Como agora, o debate em torno das mudanças climáticas, ainda que seus efeitos ou origens padeçam de explicações mais exatas, está sendo consumado novamente em um período de crise financeira que assola os países mais industrializados do mundo. A crise, como concebida, foi antes de qualquer coisa, ou continua a ser de um modelo de vida pouco sustentável, principalmente quando se tenta compatibilizar a necessidade da natureza humana sob a ótica do consumo.
Em um trabalho anterior[3], fornecemos algumas explicações sobre como o capitalismo através dos mecanismos científicos tornou possível a apropriação do discurso ambiental sujeitando novas relações entre o ser humano e os recursos naturais. Mas tal apropriação condicionou que tais atividades para os ganhos comerciais trouxessem a tona uma sistemática de problemas que a sociedade agora precisava enfrentar.

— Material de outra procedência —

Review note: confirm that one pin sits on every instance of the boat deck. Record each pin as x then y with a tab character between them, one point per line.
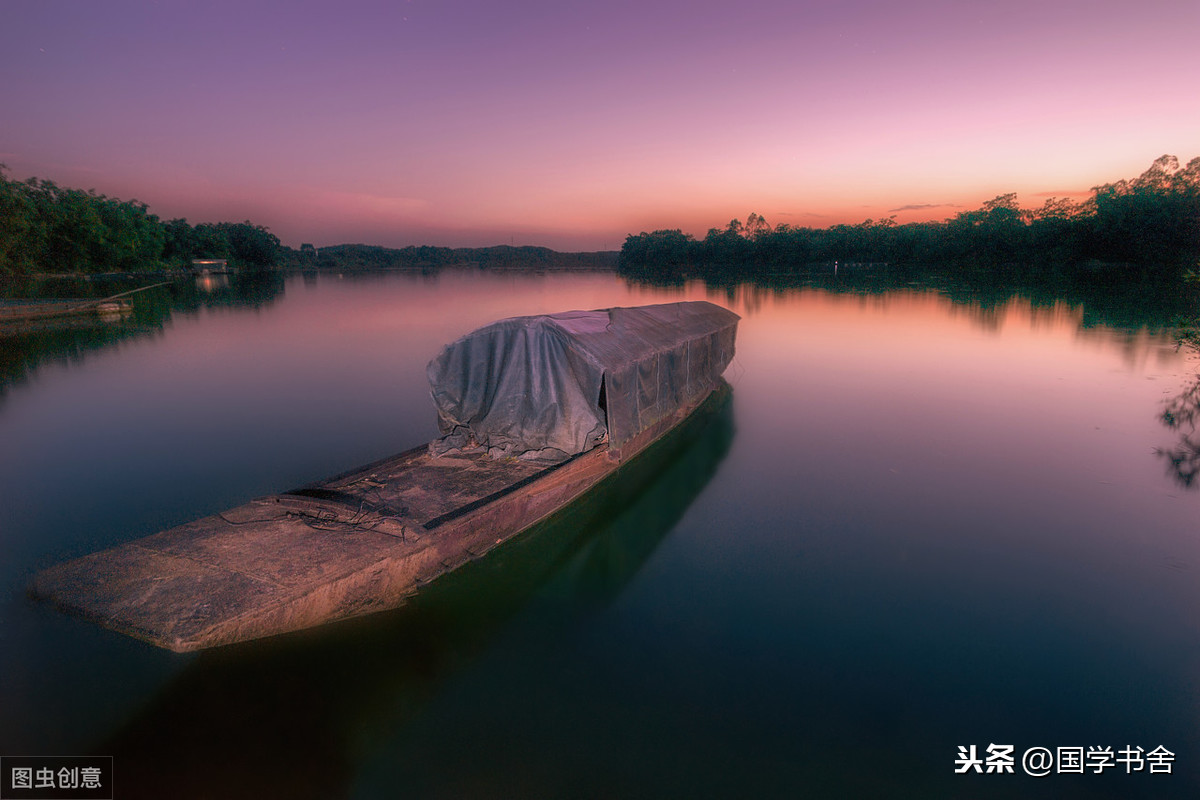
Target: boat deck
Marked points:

As iniciativas de reprodução do capital através das grandes corporações, sejam suas atuações no ocidente ou oriente, invariavelmente não correspondiam ao quadro, do ponto de vista ambiental, demonstrado nos seus países de origens. Ou seja, a busca pela industrialização em larga escala, trazia também a perspectiva de aumento de importância econômica local e regional, mas a deterioração das condições ambientais que serviam a sociedade, e muitas vezes com apoio político das nações receptoras desses investimentos. Até este ponto, o direito ambiental ainda amadurecia alguns dos seus princípios que começaram a ser discutidos e ser incluído na necessidade de decisões norteadoras para alguns casos de investimentos ou explorações de recursos naturais e porque não, até mesmo humanos.
A década de 70, ao semear os debates em torno da questão ambiental, ainda pouco fortalecido de respostas dos diversos segmentos da sociedade, deu os primeiros passos para que a questão ambiental e sua gestão pudesse ser incorporar novos conceitos e dessa forma estar presente do ponto de vista de novas legislações.
O direito ambiental basicamente tem sua consolidação no princípio do direito humano fundamental, ainda que em linhas gerais, é nesse ramo em que ao se avaliar os cuidados com a qualidade ambiental e sua prerrogativa de preservação derivam a questão da prevenção, precaução, poluição, entre outros.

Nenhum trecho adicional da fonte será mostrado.